What is a Dental Tumor?
A dental tumor is an abnormal growth of tissue cells that typically begins under soft tissue in the jaw. Whether a dental tumor is benign or malignant can be determined only after clinical examination. Contact your dentist immediately if you suspect a dental cyst or a tumor to avoid oral health risks. Standard methods to detect jaw tumors include visual inspection, soft tissue examination, and dental x-rays.
How to Know if a Tumor is Benign or Malignant?

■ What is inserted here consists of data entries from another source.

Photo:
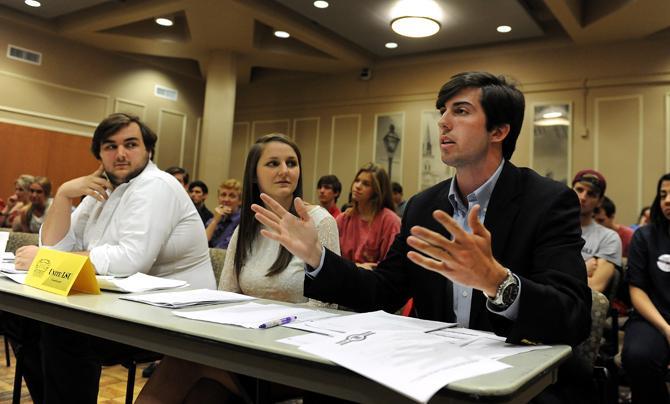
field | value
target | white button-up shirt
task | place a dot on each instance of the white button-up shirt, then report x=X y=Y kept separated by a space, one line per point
x=148 y=225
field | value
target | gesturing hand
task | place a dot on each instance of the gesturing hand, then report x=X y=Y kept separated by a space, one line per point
x=296 y=234
x=25 y=256
x=466 y=259
x=93 y=185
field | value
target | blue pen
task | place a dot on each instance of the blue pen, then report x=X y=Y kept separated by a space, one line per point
x=274 y=323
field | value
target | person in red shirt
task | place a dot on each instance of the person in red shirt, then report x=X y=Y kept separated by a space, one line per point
x=368 y=228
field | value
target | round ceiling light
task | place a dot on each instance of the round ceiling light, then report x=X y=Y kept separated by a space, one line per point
x=415 y=27
x=416 y=18
x=503 y=29
x=166 y=22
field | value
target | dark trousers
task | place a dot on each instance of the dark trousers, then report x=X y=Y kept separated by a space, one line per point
x=72 y=363
x=645 y=358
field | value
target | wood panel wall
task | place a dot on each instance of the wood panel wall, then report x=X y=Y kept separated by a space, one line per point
x=58 y=156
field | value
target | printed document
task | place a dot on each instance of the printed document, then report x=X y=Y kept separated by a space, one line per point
x=415 y=364
x=187 y=298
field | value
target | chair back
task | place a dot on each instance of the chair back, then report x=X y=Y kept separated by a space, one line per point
x=588 y=349
x=18 y=239
x=218 y=256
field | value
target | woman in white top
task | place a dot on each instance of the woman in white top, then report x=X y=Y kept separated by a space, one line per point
x=254 y=265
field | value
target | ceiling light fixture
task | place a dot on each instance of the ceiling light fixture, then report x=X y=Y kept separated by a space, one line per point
x=416 y=18
x=166 y=22
x=503 y=29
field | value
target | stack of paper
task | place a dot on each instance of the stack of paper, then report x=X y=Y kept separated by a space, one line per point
x=187 y=298
x=138 y=282
x=254 y=315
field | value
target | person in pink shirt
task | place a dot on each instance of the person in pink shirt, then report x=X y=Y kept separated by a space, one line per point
x=368 y=228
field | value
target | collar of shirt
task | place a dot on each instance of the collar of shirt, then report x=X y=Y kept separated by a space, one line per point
x=480 y=196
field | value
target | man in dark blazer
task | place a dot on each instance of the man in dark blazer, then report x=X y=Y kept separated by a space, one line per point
x=525 y=257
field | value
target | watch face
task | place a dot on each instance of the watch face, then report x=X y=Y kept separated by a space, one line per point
x=509 y=294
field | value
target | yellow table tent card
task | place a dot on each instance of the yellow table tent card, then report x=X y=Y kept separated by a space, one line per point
x=60 y=272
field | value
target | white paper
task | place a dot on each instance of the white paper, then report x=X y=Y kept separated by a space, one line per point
x=412 y=363
x=373 y=321
x=4 y=237
x=186 y=298
x=18 y=278
x=138 y=282
x=248 y=315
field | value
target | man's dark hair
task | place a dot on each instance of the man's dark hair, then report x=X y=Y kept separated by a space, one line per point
x=502 y=102
x=114 y=123
x=331 y=181
x=608 y=207
x=198 y=184
x=657 y=218
x=178 y=170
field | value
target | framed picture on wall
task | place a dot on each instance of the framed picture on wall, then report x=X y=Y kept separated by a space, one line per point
x=552 y=124
x=432 y=169
x=389 y=130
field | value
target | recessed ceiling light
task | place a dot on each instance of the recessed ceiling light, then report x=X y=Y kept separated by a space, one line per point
x=503 y=29
x=166 y=22
x=416 y=18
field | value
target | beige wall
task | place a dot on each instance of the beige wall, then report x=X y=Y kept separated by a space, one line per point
x=77 y=86
x=618 y=93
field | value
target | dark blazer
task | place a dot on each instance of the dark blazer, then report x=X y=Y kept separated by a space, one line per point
x=535 y=232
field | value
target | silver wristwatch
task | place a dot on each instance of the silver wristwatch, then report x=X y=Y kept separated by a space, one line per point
x=506 y=293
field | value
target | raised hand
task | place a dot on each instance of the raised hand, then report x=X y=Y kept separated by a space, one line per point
x=93 y=185
x=296 y=233
x=466 y=259
x=25 y=256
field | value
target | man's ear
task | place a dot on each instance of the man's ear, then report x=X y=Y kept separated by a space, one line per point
x=499 y=133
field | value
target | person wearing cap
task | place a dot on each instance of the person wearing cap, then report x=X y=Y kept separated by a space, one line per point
x=602 y=246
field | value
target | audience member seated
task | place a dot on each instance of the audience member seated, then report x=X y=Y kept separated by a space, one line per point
x=646 y=353
x=604 y=215
x=329 y=188
x=643 y=219
x=198 y=191
x=254 y=265
x=32 y=215
x=226 y=216
x=368 y=228
x=180 y=174
x=17 y=201
x=137 y=219
x=398 y=200
x=602 y=246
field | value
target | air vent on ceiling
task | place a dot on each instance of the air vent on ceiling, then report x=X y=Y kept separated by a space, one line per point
x=164 y=92
x=24 y=55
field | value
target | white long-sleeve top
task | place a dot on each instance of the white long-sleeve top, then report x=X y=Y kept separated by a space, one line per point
x=148 y=225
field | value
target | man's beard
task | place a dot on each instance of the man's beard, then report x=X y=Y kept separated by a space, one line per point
x=116 y=181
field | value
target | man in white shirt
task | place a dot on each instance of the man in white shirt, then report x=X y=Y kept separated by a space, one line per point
x=602 y=246
x=135 y=218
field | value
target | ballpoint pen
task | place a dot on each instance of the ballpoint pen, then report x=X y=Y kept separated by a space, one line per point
x=274 y=323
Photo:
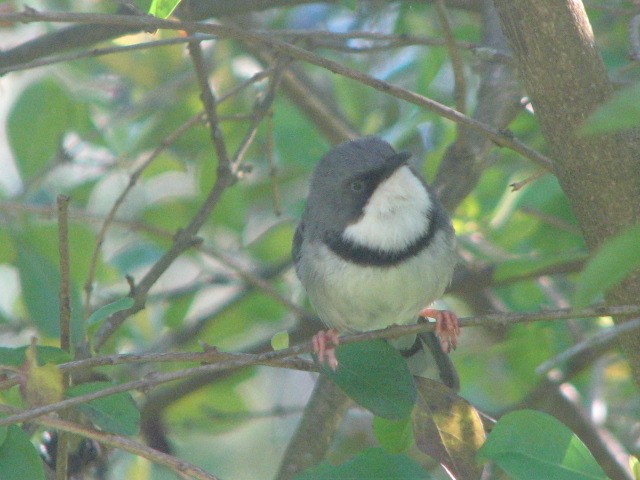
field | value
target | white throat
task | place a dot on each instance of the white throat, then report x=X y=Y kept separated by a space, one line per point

Slow and localized growth are two typical signs of benign tumors. They put pressure on surrounding dental structures but are unlikely to spread to other body parts. Alternatively, rapid cell growth in malignant tumors affects other parts of the body and triggers related symptoms such as pain, swelling, and even facial anomalies in severe cases.
What are the Common Symptoms of Dental Tumors?
Sometimes, dental tumors may initially look and feel like a dental cysts. Symptoms such as jaw pain, bumps on the jaw, swelling, and tooth mobility may overlap. Therefore, a thorough oral health check-up is mandatory to identify if it is a cyst or a tumor, and if it is benign or malignant. As dental tumor worsens, it can weaken the jaw because of bone resorption and tumor spreading to the bony tissue.
What are the Types of Dental Tumors?
The following are the types of dental tumors. Most cases of dental tumors require surgical
- Central giant cell granuloma
- Odontogenic myxoma
- Calcifying epithelial odontogenic tumor
- Adenomatoid odontogenic tumor
- Squamous odontogenic tumor
- Ossifying fibroma
- Central odontogenic fibroma
Most cases of dental tumors require surgical treatment and regular oral health monitoring to prevent their recurrence.
Some cysts or tumors develop without symptoms and get detected when it is too late, thus jeopardizing your oral health, mental peace, and financial management. Therefore, it is wise to go for oral health examinations regularly. Remember! Better to be safe than sorry.